As a younger company, Airbnb pays a lot more in stock-based compensation to motivate its employees than does Booking, and that’s a major factor in why Airbnb wasn’t profitable in 2021.
However, from the productivity standpoint, and in terms of the profit potential, the Airbnb and Booking side of the short-term rental, hotel and online travel agency ledger seems a lot more attractive than the Sonder and Vacasa segments with all of the cleaning inspections, and property and hotel management that they have to do.
Another factor to consider is that the employee productivity numbers in the chart do not take into account companies’ use of contractors, who are not employees. Airbnb, for one, has traditionally used an ample number of contractors. And Booking Holdings in 2022 shed a substantial number of call center employees when it outsourced the work to a partner.

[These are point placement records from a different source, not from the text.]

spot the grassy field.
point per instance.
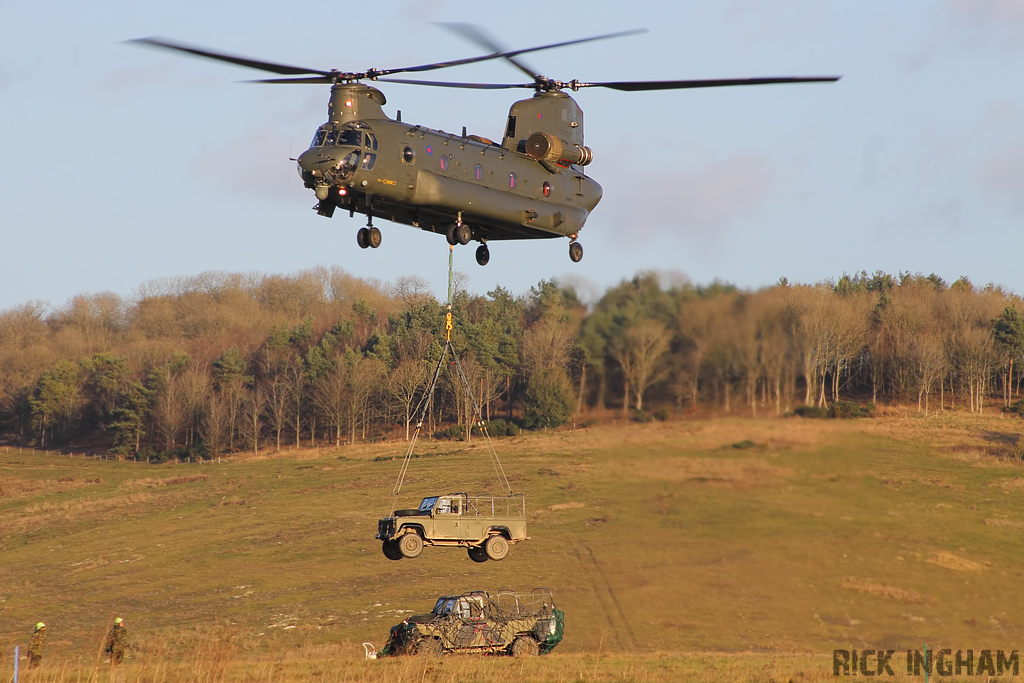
(712, 550)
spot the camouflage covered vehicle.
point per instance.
(485, 525)
(509, 623)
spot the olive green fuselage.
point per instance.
(366, 163)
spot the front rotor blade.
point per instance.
(498, 54)
(444, 84)
(306, 80)
(475, 34)
(230, 58)
(634, 86)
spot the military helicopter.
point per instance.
(532, 184)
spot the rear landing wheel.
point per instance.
(497, 548)
(576, 252)
(411, 545)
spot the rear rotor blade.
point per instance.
(230, 58)
(445, 84)
(476, 35)
(635, 86)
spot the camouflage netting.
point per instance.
(477, 622)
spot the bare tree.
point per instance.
(404, 382)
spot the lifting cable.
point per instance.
(427, 398)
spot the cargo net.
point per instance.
(509, 604)
(421, 413)
(478, 620)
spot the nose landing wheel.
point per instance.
(576, 252)
(459, 233)
(369, 237)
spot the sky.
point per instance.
(121, 165)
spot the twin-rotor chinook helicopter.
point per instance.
(530, 185)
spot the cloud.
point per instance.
(986, 24)
(988, 10)
(1001, 176)
(256, 165)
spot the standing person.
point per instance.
(117, 639)
(36, 645)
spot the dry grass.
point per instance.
(219, 662)
(157, 482)
(20, 487)
(663, 542)
(733, 472)
(1007, 523)
(947, 560)
(867, 587)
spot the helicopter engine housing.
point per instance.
(547, 147)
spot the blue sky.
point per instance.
(122, 165)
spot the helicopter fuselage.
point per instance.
(365, 162)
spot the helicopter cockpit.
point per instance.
(325, 146)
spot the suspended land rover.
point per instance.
(509, 623)
(486, 525)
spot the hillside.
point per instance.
(785, 536)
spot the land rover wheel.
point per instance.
(391, 550)
(411, 545)
(524, 646)
(497, 548)
(429, 647)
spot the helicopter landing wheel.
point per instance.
(576, 252)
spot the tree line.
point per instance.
(226, 361)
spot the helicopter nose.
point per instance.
(315, 162)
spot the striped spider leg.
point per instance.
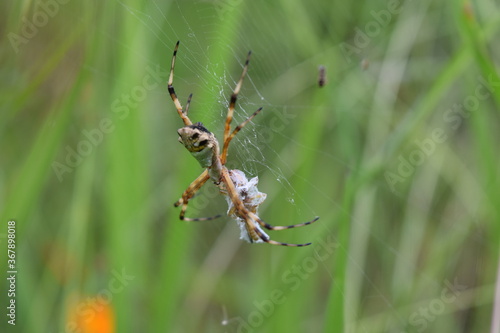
(241, 194)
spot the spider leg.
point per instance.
(247, 216)
(279, 227)
(189, 193)
(178, 106)
(234, 96)
(188, 103)
(231, 136)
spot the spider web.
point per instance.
(252, 150)
(202, 27)
(259, 149)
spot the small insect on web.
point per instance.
(242, 195)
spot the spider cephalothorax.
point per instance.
(242, 194)
(200, 142)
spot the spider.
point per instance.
(241, 194)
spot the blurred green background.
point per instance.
(397, 154)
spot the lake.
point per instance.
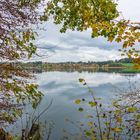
(63, 88)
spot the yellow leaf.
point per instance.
(78, 101)
(116, 129)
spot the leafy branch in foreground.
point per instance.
(16, 43)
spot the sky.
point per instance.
(79, 46)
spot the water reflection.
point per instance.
(64, 88)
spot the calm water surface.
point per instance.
(63, 89)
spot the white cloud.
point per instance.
(79, 46)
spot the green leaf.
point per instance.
(81, 109)
(78, 101)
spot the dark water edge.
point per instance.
(63, 88)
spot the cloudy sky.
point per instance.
(79, 46)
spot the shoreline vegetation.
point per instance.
(125, 65)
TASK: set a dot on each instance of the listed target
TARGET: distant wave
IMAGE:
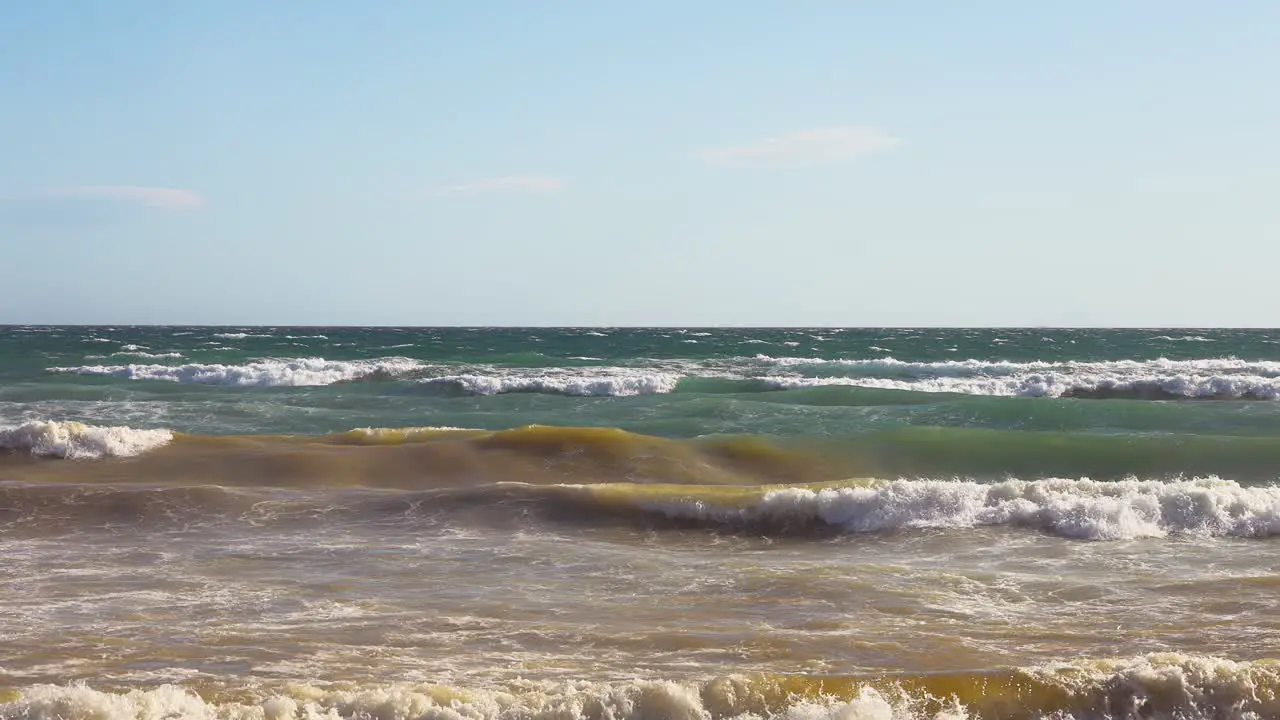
(146, 355)
(77, 441)
(615, 382)
(264, 373)
(1078, 509)
(1146, 379)
(1151, 379)
(1057, 384)
(1165, 686)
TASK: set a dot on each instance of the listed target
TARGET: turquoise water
(648, 524)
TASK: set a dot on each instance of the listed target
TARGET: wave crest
(1079, 509)
(1187, 687)
(263, 373)
(77, 441)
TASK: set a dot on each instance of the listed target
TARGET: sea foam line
(263, 373)
(1079, 509)
(77, 441)
(1187, 687)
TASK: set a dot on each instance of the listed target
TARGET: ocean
(620, 523)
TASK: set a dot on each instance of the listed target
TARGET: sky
(607, 163)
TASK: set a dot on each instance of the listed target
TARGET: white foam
(613, 382)
(1187, 687)
(1220, 378)
(78, 441)
(263, 373)
(144, 355)
(1057, 384)
(1080, 509)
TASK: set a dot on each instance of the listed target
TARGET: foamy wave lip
(1059, 384)
(264, 373)
(77, 441)
(607, 382)
(1188, 687)
(1206, 378)
(1079, 509)
(146, 355)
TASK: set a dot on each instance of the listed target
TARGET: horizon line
(641, 327)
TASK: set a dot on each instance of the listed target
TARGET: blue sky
(1088, 163)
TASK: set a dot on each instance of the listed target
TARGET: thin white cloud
(822, 146)
(167, 197)
(506, 183)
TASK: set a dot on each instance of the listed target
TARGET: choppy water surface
(638, 523)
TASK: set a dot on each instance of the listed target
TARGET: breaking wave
(611, 382)
(1078, 509)
(1168, 686)
(263, 373)
(77, 441)
(1207, 378)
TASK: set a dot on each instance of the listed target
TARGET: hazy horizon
(662, 165)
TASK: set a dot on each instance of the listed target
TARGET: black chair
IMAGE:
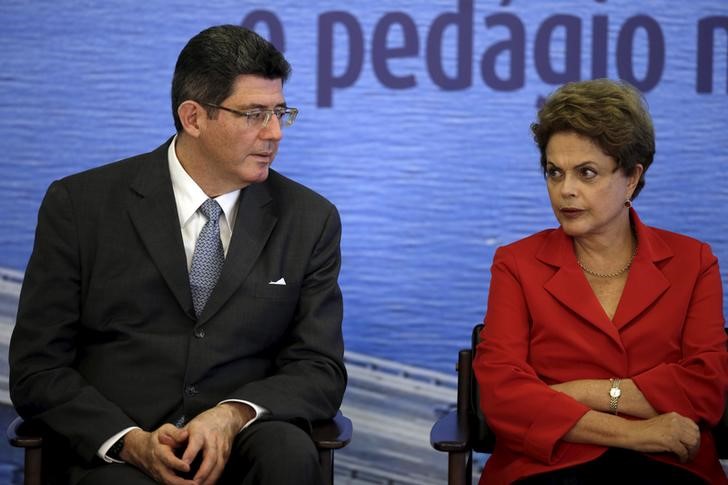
(464, 430)
(328, 435)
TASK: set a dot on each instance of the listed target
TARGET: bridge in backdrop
(392, 406)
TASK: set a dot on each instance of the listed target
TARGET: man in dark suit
(180, 318)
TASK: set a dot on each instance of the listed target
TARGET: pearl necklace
(609, 275)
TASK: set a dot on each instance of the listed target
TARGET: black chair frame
(464, 430)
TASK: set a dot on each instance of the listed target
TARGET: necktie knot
(207, 258)
(211, 209)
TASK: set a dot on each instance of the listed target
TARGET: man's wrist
(130, 440)
(241, 413)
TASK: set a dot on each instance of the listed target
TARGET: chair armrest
(332, 434)
(24, 435)
(450, 434)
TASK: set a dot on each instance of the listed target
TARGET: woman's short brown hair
(613, 114)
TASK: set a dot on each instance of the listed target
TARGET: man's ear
(192, 116)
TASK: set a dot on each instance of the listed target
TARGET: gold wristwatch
(614, 394)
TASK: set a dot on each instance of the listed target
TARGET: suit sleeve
(43, 346)
(696, 385)
(527, 416)
(310, 376)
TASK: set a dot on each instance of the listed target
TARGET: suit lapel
(254, 223)
(646, 282)
(569, 285)
(154, 215)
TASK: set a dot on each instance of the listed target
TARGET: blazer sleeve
(696, 385)
(526, 414)
(310, 377)
(43, 347)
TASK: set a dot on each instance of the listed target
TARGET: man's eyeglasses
(259, 118)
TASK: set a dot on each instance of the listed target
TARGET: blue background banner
(414, 121)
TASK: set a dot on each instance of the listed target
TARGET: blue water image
(429, 180)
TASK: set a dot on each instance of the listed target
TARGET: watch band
(115, 451)
(614, 394)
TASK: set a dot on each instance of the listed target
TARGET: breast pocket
(272, 291)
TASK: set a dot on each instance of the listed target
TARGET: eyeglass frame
(292, 113)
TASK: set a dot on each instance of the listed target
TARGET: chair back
(483, 438)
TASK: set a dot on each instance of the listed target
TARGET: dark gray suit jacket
(106, 336)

Meanwhile, it appears that Sonder and Vacasa will both be fattening up their employee rosters aplenty in 2022.
Rob Torres Leaves Google to Turn Around Expedia’s Ad Business
With Google having pledged to eliminate third-party cookies from its Chrome browser by the end of 2022, first-party data, the kind that Expedia Group collects from customers, became much more valuable. Rob Torres, who oversaw Google’s travel ad business for more than 15 years, returned to former employer Expedia and started running Expedia Media Solutions on Monday, vowing to help Expedia figure out the first-party data business. Skift
App-Only Hopper Tests Web Booking
App-only Hopper is testing hotel bookings on its website but it has limited functionality — no earning or redeeming the company’s Carrot Cash, for example — compared with the Hopper app, the company said. The usually just informational Hopper website on Monday also had a temporary landing page to feature an app promotion.
MakeMyTrip Ups the Ante in Fintech Services
TripMoney, MakeMyTrip’s fintech business, made a majority investment in India’s BookMyForex, which offers currency exchange and prepaid cards in multiple currencies. Expect India’s MakeMyTrip to roll out some of these services to its customer base, and across its Goibibo brand, as well.